Assigning resources to projects that haven’t yet received formal approval is a somewhat controversial (or at the very least murky) topic in many organizations. Who pays for work done prior to approval? What’s the fate of assigned PMs if the project doesn’t get approved? How can your team dedicate time to a tentative project when they’re already swamped? We’ve put together a few tips to help you successfully navigate early-stage projects.
Protect your internal staff. Of primary concern among project professionals is what will happen to them if their project isn’t approved. Will they be reassigned or perhaps even terminated? A PM must be committed to their projects, and that’s tough to do before your project is committed to you. Consider leveraging a Project Team consultancy if concerns exist about the fate of internal staff.
Know who’s footing the bill. Funding for early-stage tasks (environmental reviews, feasibility studies) has to come from somewhere, but don’t expect your requestor(s) to automatically open their departmental coffers. Others might assume the Project Team itself has a budget for these types of activities, so discuss up front who will pay until the project is awarded its own budget. If you do have a line item for these tasks, be sure you monitor it closely—too many groups engaged in proverbial project tire-kicking can eat up your budget fast.
Monitor your Project Team’s workload.
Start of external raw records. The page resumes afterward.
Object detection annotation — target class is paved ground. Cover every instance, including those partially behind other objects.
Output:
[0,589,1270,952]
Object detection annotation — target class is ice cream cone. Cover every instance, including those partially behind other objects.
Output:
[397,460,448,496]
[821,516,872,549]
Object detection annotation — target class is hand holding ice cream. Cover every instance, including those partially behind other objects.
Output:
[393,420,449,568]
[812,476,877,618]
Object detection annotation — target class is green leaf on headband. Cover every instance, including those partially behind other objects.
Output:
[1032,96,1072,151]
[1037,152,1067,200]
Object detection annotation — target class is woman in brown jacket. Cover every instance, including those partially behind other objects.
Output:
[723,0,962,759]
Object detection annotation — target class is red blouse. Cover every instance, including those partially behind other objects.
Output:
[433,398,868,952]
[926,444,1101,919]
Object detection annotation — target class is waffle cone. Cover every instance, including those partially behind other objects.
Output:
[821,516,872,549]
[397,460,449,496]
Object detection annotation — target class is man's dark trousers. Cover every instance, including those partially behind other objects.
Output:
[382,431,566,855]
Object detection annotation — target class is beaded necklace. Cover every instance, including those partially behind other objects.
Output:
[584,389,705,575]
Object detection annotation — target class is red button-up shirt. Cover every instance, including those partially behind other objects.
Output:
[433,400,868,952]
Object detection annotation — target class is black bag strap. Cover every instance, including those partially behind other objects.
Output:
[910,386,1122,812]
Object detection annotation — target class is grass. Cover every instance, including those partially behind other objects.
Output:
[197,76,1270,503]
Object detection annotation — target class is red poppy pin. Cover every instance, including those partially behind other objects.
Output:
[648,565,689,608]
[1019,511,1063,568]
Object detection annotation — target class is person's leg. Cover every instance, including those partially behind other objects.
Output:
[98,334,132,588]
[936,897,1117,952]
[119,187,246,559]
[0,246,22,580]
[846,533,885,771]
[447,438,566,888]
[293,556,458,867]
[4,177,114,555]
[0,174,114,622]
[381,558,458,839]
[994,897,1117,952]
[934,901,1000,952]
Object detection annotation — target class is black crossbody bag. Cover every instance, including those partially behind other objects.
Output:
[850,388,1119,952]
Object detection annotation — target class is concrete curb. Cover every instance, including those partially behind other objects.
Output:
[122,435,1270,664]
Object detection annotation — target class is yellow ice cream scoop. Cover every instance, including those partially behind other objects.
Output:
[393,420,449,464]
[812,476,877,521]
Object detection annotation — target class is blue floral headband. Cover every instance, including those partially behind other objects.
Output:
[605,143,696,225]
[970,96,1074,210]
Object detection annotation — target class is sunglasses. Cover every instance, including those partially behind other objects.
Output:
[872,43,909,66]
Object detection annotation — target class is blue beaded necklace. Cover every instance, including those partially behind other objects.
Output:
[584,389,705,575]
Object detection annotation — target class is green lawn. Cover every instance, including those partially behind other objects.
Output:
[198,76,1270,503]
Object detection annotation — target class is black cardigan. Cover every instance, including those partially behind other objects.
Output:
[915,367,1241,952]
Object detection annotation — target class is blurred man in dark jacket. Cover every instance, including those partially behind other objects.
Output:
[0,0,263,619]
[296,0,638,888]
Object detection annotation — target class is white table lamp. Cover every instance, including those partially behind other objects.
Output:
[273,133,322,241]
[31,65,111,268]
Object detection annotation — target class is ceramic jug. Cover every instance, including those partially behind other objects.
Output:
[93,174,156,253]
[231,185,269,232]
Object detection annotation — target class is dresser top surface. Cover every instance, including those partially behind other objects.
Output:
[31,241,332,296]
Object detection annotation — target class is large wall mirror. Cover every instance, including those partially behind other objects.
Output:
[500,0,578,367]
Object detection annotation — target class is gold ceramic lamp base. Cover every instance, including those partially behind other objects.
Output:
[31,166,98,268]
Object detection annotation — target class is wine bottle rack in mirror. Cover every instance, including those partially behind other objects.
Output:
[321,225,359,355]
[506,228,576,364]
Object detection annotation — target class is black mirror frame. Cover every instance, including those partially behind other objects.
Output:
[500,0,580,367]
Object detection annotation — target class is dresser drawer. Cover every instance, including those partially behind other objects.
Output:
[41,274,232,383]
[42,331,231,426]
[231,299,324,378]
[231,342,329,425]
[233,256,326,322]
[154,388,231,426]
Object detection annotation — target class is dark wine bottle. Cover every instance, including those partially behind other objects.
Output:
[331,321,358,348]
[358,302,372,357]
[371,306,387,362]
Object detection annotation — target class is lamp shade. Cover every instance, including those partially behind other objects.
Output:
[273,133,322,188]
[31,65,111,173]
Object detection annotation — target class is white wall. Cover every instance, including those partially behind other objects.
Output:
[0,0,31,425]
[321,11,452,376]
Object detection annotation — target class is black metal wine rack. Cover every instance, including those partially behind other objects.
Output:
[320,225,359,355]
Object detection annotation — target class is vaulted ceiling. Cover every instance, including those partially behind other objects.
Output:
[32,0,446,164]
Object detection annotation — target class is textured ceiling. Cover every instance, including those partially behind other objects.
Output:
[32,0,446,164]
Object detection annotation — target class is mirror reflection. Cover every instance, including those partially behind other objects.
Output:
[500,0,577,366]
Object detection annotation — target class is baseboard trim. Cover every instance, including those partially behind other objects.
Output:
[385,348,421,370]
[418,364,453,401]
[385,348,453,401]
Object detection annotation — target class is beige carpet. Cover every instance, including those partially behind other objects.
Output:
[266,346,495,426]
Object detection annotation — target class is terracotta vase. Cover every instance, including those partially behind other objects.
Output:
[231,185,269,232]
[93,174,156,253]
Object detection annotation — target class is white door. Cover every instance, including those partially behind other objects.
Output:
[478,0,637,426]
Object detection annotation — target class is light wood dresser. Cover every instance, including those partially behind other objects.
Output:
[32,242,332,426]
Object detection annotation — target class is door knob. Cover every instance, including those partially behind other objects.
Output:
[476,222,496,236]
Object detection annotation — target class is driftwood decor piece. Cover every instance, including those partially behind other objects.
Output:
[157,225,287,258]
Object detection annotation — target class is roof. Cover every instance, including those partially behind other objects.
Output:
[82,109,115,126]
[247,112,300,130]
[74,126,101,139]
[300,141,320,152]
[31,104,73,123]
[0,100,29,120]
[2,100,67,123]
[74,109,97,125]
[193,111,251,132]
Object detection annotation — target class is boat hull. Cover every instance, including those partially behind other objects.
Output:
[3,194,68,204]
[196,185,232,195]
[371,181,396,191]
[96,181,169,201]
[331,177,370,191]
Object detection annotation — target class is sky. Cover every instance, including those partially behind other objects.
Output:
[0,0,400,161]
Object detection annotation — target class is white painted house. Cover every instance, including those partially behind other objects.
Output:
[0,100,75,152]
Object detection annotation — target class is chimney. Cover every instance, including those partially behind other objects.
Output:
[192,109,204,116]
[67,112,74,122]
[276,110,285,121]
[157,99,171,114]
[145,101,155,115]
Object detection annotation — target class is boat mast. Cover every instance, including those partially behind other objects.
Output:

Organizations often correlate the size of a Project Team to the number of active projects on the books, but that rarely takes into account projects in the unapproved stage. Your team can quickly get bogged down with early-stage projects if you don’t keep a close eye on the overall workload. Using external consultants is often a good solution, as is carefully weighting pre-approved projects when it comes to determining staffing levels and requesting new hires.